Can you provide an example..that would really help me out.

I appreciate any help, thanks!

Re: NEED HELP with preloading entire Scene (including all movieclips in scene)? rdoyle720
10/19/2003 2:52:19 PM
Well the real issue here is that preloader code doesn't work on cd-roms. Why? Because Flash is checking to see how much of the file is present on the disk, not how much of it is loaded into memory. In other words, Flash says "This file is 3 mb, how much of it do I have? 3mb. I'm done!" That's why your preloaders are disappearing quickly. And there's nothing that can be done about it.

First and foremost, if you put the cd on video and it plays correctly, there's nothing to worry about. However, if the movie pauses...

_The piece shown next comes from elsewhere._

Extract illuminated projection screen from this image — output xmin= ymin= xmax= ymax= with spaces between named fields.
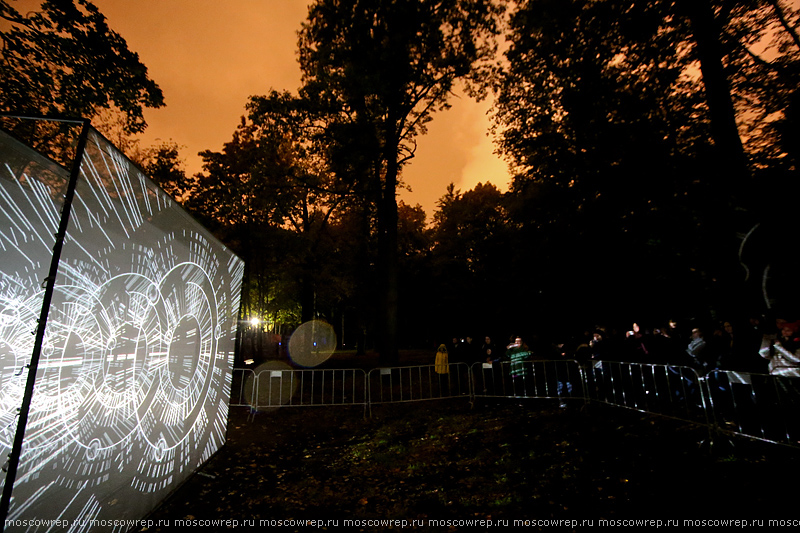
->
xmin=0 ymin=130 xmax=243 ymax=531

You could put all your symbols on the first frame, however Flash will pause as it loads them into memory (i.e. your movie will freeze as the cd spins up). This will ensure the rest of the movie plays smoothly, but depending on how large your movie is it may freeze older computers for so long your viewers believe the program has crashed (and in fact it may have crashed). So the options you need to weigh are shorter pauses as you load new things and the cd spins up, or one big pause at the beginning.

I would recommend testing the cd on an older computer and see how it performs. You may need to go back and optimize your files to smaller sizes so they wil play better on older hardware.